What do you think major tech companies and websites should be doing with your personal data? It’s the question at the heart of growing concerns over data collection and privacy, especially by companies seeking to make a profit from the collection and sale of that data.
Now, the Federal Trade Commission (FTC) is considering new federal rules on what it calls “harmful commercial surveillance and lax data security” by some of the biggest names in American (and global) business. They are accepting public comment on the potential harms stemming from the collection and sale of personal data, and insight into whether new rules are necessary to protect consumers.
“Firms now collect personal data on individuals at a massive scale and in a stunning array of contexts,” said FTC Chair Lina M. Khan in a statement with the announcement. “The growing digitization of our economy—coupled with business models that can incentivize endless hoovering up of sensitive user data and a vast expansion of how this data is used—means that potentially unlawful practices may be prevalent.”
Among the FTC’s concerns about the current state of commercial data collection is the fact that the markets in which that data is sold are often opaque, leaving customers with little to no understanding of who might be buying the data they turn over. The organization also has concerns about how unavoidable much data sharing has become, as companies use personal information, cookies, and other internet activity to further personalize advertisements and online experiences.
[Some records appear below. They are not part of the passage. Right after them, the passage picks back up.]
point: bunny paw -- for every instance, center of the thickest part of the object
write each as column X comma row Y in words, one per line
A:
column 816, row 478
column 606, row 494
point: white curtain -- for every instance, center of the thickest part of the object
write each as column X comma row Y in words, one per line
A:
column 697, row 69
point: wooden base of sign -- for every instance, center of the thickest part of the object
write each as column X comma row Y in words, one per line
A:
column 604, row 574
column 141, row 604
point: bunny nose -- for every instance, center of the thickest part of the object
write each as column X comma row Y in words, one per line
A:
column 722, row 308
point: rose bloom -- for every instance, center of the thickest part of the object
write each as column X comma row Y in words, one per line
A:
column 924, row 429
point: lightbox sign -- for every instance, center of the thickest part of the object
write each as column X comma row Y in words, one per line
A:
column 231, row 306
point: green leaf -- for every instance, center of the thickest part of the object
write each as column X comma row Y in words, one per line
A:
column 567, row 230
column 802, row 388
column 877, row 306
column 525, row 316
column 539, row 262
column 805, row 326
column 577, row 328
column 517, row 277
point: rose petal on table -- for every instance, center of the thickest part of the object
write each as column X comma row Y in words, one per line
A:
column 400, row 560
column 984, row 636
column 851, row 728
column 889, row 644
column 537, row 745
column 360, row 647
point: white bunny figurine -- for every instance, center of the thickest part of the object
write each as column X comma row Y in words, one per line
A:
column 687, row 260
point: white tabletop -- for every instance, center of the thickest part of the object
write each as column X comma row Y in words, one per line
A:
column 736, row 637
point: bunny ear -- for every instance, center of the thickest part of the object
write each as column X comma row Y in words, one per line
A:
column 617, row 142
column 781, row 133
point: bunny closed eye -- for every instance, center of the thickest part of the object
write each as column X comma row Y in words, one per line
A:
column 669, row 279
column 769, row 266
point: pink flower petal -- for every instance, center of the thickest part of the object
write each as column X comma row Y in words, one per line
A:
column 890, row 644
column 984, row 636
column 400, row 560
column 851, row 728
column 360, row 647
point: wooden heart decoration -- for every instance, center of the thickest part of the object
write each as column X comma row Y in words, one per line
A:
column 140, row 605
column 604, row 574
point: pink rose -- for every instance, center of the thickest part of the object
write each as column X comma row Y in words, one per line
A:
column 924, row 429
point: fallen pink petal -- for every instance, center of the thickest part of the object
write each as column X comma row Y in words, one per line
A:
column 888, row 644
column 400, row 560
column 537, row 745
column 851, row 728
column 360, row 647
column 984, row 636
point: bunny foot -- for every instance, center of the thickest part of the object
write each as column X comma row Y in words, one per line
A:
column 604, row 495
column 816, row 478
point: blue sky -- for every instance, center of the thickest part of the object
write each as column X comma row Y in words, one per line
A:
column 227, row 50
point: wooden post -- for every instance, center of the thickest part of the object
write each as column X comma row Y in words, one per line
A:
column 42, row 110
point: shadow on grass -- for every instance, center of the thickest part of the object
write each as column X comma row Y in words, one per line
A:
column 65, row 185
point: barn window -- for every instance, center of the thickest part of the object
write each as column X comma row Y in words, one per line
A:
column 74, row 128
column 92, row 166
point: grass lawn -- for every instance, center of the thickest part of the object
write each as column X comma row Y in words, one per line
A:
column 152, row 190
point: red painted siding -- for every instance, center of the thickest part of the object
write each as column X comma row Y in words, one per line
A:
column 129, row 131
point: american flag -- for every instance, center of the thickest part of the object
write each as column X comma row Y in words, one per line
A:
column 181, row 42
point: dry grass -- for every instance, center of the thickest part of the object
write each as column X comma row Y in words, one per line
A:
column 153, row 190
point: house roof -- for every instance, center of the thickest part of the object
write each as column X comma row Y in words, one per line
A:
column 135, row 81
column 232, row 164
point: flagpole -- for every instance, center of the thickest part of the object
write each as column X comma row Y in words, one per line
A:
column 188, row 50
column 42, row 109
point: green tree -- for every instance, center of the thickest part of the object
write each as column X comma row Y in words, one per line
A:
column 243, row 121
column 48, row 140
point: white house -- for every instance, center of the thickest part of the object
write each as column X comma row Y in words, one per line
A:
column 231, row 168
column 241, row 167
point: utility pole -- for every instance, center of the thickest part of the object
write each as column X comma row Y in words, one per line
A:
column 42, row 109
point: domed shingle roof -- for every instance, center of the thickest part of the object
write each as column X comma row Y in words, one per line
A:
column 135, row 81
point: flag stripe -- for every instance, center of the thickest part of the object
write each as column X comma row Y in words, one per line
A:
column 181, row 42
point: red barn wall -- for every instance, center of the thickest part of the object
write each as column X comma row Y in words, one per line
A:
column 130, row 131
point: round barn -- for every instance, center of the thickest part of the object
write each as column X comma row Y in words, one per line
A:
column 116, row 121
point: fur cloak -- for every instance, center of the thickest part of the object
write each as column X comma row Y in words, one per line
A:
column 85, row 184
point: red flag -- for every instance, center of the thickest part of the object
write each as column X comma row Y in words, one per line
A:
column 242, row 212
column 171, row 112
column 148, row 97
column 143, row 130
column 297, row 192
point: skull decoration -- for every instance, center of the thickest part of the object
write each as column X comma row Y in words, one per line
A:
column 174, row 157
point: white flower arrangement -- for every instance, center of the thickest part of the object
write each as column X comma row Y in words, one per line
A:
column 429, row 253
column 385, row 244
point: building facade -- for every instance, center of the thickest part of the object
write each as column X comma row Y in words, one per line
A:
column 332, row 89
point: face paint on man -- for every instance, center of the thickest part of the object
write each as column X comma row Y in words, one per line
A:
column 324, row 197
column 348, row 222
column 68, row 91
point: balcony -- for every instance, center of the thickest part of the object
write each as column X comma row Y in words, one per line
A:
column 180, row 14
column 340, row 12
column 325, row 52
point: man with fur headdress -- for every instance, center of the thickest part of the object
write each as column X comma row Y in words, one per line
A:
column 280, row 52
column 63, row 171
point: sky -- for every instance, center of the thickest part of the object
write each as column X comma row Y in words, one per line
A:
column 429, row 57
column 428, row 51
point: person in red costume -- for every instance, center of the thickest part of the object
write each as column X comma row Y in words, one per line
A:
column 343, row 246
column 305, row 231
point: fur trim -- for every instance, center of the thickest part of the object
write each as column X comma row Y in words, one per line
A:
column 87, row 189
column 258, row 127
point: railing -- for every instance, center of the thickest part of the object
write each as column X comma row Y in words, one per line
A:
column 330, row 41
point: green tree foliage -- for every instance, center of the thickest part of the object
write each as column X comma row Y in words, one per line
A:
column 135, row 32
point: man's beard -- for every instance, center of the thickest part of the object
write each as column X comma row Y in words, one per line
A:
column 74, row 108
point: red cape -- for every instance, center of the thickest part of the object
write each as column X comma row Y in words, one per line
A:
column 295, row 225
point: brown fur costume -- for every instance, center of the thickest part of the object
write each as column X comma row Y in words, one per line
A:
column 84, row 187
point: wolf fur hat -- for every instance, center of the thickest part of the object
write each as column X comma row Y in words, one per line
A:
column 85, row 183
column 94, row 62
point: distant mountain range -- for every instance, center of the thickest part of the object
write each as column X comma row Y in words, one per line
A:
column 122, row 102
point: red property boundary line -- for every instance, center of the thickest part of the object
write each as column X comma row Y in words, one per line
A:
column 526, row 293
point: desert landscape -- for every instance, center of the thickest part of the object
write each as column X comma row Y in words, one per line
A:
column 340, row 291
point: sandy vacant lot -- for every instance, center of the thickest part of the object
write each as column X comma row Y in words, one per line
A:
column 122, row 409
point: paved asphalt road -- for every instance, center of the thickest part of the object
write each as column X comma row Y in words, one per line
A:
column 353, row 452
Some states, including Connecticut, have taken it upon themselves to introduce new regulations regarding the collection and sale of private data. Connecticut’s recent data privacy legislation was aimed at providing better transparency and control to consumers, allowing them to better understand how their data is being collected and used, and to opt-out of the sale of that data if they so choose. The law will not take effect until July of 2023.
There are, however, some concerns over these laws. During the debate over Connecticut’s bill, a few local lawmakers pointed out that it doesn’t take any steps to protect personal data from being used by the government. Meanwhile, the Digital Advertising Alliance, argued that piecemeal local legislation only added to the confusion, instead supporting federal legislation that would create one set of rules across the country.
Meanwhile, at the FTC, two of the five commissioners voted against the action to consider new rules. Both cited concerns that action by the FTC could derail efforts in Congress to pass similar legislation.
“National consumer privacy laws pose consequential questions, which is why I have said, repeatedly, that Congress—not the Federal Trade Commission —is where national privacy law should be enacted,” said Commissioner Noah Joshua Phillips in his dissenting opinion. “I am heartened to see Congress considering just such a law today, and hope this Commission process does nothing to upset that consideration.”
The public will be able to submit comment through the FTC’s website for 60 days following the public notice on August 11th. Those wishing to voice their opinions verbally will have a chance during a virtual public forum on September 8th.